ArtsEmerson Celebrates World Premiere of Irish Festival
An international effort to bring Irish culture to the United States is gaining momentum, thanks to ArtsEmerson.
Continuing through February 13, the Irish Festival based on the Emerson College campus encompasses three major plays, movies, readings, and opportunities for students to meet and work with crew and cast members in formal and informal settings. It’s just the opening act for ArtsEmerson, the new organization that is charged with bringing cutting-edge theater to Emerson College and the Boston community, as well as incubating new works.
Sitting on folding chairs in a practice studio at the Paramount Center last week, Acting/Directing major Daniel Robert ’13 and Acting major Noelle Vinas ’14 quizzed the Druid Theatre Company cast of The Cripple of Inishmaan.
“This is an incredible opportunity for someone like me in performing arts to be influenced and guided by connections with world-class performers.”

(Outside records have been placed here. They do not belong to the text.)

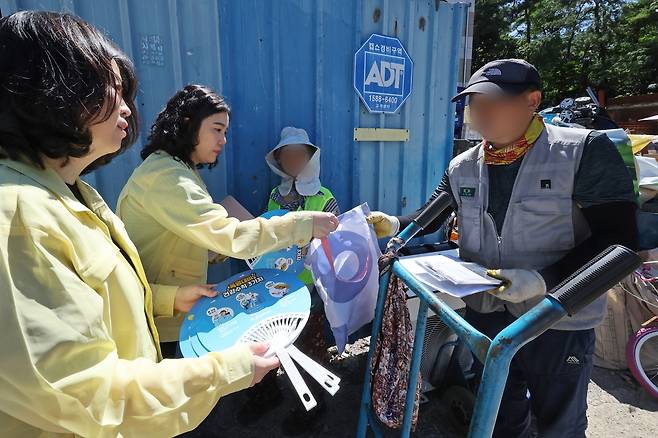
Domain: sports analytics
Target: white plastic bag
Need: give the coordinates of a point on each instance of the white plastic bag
(348, 286)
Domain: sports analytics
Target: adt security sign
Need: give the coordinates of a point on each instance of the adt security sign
(383, 73)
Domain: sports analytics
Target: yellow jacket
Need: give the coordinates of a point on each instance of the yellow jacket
(79, 346)
(173, 221)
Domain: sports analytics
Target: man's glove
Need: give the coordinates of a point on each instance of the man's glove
(518, 284)
(385, 225)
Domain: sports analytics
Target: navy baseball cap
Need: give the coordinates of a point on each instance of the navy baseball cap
(502, 77)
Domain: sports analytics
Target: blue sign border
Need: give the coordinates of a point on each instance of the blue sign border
(361, 92)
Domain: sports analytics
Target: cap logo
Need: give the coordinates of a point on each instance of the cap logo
(493, 72)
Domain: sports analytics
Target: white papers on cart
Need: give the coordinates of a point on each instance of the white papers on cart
(447, 273)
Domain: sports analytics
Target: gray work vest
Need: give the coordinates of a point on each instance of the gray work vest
(542, 224)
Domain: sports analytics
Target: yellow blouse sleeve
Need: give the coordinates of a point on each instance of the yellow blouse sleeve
(183, 206)
(60, 370)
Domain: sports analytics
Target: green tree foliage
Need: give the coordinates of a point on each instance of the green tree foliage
(607, 44)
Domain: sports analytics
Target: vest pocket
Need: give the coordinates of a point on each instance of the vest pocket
(470, 227)
(543, 224)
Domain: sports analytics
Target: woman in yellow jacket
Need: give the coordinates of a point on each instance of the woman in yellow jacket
(172, 218)
(80, 353)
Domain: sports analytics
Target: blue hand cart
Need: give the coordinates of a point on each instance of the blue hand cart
(568, 298)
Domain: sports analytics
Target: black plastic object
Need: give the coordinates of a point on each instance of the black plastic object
(438, 205)
(595, 278)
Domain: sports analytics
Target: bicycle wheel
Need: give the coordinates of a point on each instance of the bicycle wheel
(641, 351)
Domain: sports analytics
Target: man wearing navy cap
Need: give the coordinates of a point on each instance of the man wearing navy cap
(534, 203)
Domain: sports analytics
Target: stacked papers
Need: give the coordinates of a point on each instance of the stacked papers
(447, 273)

–Acting/Directing major Daniel Robert ’13
The students are unlikely aware that Boston’s Irish cultural connection goes back 100 years, particularly with the Abbey Theatre Company, which William Butler Yeats brought to a theatre that once stood in the neighborhood, according to a Boston Globe article. Then, the premiere was The Playboy of the Western World.

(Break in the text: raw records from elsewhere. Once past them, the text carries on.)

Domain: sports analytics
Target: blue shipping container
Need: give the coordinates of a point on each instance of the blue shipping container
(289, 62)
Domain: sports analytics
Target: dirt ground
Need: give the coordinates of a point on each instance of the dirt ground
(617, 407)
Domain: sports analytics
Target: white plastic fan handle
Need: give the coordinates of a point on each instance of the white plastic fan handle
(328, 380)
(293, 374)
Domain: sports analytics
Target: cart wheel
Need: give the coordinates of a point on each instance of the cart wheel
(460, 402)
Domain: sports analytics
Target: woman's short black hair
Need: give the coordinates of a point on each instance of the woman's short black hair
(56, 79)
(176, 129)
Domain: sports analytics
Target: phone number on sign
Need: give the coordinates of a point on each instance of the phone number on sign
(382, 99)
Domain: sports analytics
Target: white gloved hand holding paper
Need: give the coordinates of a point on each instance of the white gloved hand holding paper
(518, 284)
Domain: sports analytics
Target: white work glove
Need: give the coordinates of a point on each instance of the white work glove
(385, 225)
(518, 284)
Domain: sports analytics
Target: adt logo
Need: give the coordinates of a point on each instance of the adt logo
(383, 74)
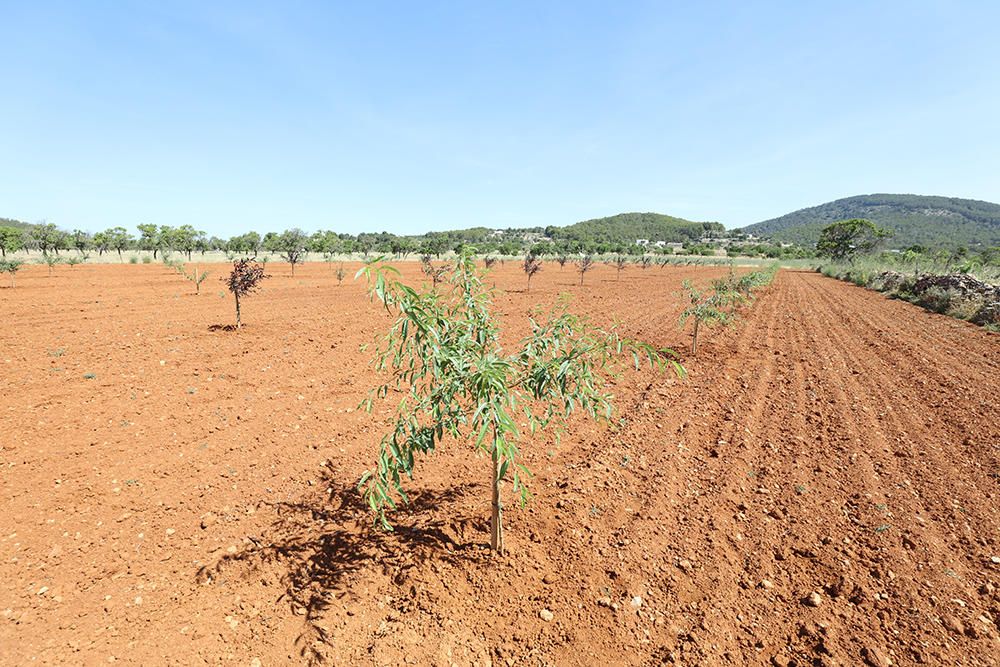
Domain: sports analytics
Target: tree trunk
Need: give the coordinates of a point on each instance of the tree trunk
(496, 517)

The plays included in the current festival are The Color of Rose, about the inner and public lives of Rose Kennedy, Irish Catholic mother of President John Kennedy; The Cripple of Inishmaan, a dark comedy about the inhabitants of an isolated island off the coast of Ireland; and Terminus, which explores the intersections of three lives. Film screenings include Man of Aran, How the Myth Was Made, and Perrier’s Bounty.
The Color of Rose and Terminus continue through February 13, and The Cripple of Inishmaan closed February 6 to embark on an international tour. Much of the festival is supported by an Irish government program called Imagine Ireland. The program is funding 400 events in 40 states this year.
This week, readings and discussions dominate, with Marble by Marina Carr at 7:00 pm on Monday, a reading by Dublin author Hugo Hamilton at 6:00 pm on Tuesday, a pre-show talk about Terminus with Abbey Theatre Director Fiach Mac Conghail at 6:30 pm on Wednesday, a reading with Irish music writer and novelist Peter Murphy at 6:00 pm on Thursday, and a pre-show talk about Terminus with playwright Mark O’Rowe at 7:00 pm on Friday. For a complete schedule, see the Emerson College events calendar.
A taste of Ireland will linger: from February 13 to 15, the Belfast-based Cinemagic International Television and Film Festival will be on campus. Events include a screening of the Irish film A Shine of Rainbows, documentary and television production workshops, and a presentation on film production by former Massachusetts Film Office Executive Director Nick Paleologos.
While it is ArtsEmerson’s objective to bring more opportunities for student immersion in such projects and cultural events, the Irish Festival came together coincidentally with the founding of the organization, said the College’s Executive Director for the Arts, Robert Orchard. “There was a degree of serendipity involved” in the festival scheduling venues just as ArtsEmerson was launching, he explained. “Students were directly involved in seminal ways in developing The Color of Rose. The stage was managed by students; a major part went to a student. They helped create the play.
“As we go along, the faculty will be involved in these sorts of collaborations, to develop projects that will bring students in from across the departments,” Orchard said.